Marelli has launched the first power module for motorsports electric and hybrid traction applications completely developed in the company’s Corbetta facility, fully based on Silicon Carbide (SiC) technology and using a new direct cooling solution. This leading-edge system will be the core building block for even more efficient, compact, and lighter inverters.
The new module, called EDI (Enhanced Direct-cooling Inverter), was developed by Marelli Motorsport with the Fraunhofer Institute for Reliability and Micro integration IZM and features an innovative structural design that drastically reduces the thermal resistance between the SiC components themselves and the liquid coolant, thanks to a new baseplate-less solution. The result is an extremely compact power stage, which can exploit the efficiency advantage of Silicon Carbide, allowing vehicle designers more flexibility in packaging, cooling system design, and minimized energy storage.
In comparison to a Silicon-based design of the same rating, the new technology enables conversion efficiencies of up to 99.5%, 50% reduction in weight and size, and 50% higher heat dissipation into the cooling system.
Over the last years, Silicon Carbide has proven to be a technology of choice for high voltage and high-temperature power electronics devices such as inverters, being able to grant excellent performance in hybrid and full electric applications. The use of SiC Mosfet enables in fact smaller, lighter, and more efficient solutions. These features become even more crucial when it comes to motorsports, where size, weight, and efficiency are definitely major design drivers.
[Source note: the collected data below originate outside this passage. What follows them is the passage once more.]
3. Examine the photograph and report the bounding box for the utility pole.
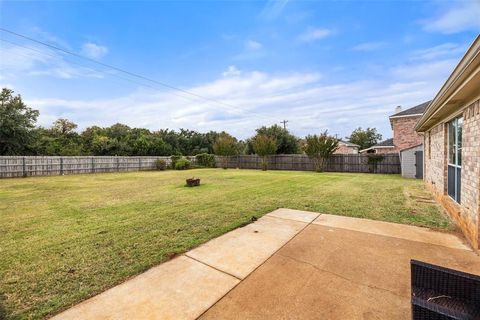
[280,120,289,130]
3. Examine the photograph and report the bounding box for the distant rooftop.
[339,140,360,147]
[373,138,395,147]
[359,138,395,153]
[390,101,431,118]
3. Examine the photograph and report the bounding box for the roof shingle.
[373,138,395,147]
[390,101,431,118]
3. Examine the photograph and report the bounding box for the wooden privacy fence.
[0,154,400,178]
[0,156,175,178]
[215,154,401,174]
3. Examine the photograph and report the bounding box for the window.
[447,117,462,203]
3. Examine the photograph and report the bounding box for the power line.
[0,38,228,107]
[0,27,274,121]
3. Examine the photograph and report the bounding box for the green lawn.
[0,169,452,319]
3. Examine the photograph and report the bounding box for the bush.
[196,153,215,167]
[170,155,182,169]
[175,159,191,170]
[213,133,239,169]
[303,131,339,172]
[252,134,277,171]
[367,154,385,173]
[155,159,167,170]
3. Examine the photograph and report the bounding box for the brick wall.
[392,116,424,150]
[461,99,480,249]
[424,123,445,195]
[334,145,358,154]
[374,147,397,154]
[424,98,480,249]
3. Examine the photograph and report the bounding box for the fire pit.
[186,178,200,187]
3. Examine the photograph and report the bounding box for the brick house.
[360,138,396,154]
[390,101,429,150]
[359,101,428,154]
[416,36,480,250]
[334,141,359,154]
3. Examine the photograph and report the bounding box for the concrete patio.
[52,209,480,320]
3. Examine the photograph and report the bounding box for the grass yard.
[0,169,452,319]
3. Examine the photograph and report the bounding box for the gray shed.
[400,144,423,178]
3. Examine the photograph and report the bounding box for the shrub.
[175,158,191,170]
[155,159,167,170]
[367,154,385,173]
[213,133,239,169]
[303,131,339,172]
[196,153,215,167]
[170,155,182,169]
[252,134,277,171]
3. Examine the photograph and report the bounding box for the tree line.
[0,88,383,162]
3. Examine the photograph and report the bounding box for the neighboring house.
[335,141,359,154]
[359,102,429,178]
[416,36,480,250]
[360,102,429,154]
[359,138,396,154]
[389,101,429,150]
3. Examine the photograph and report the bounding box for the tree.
[213,132,239,169]
[252,134,277,171]
[303,131,339,172]
[36,119,83,155]
[52,118,78,135]
[0,88,39,155]
[346,127,382,151]
[247,124,299,154]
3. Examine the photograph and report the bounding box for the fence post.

Produced in the cleanroom of Marelli Corbetta facility (Italy), the EDI power module has already successfully undergone a series of reliability qualification tests for motorsports mission profiles, to assess the robustness of the design when subjected to thermal cycles, switching tests, and pressure cycles.
This new significant achievement is a further step forward within Marelli’s ongoing commitment in the field of the electric powertrain, which is focused on developments both for motorsport and road vehicles applications and can rely on the company’s combined expertise in electric drives and thermal energy management systems.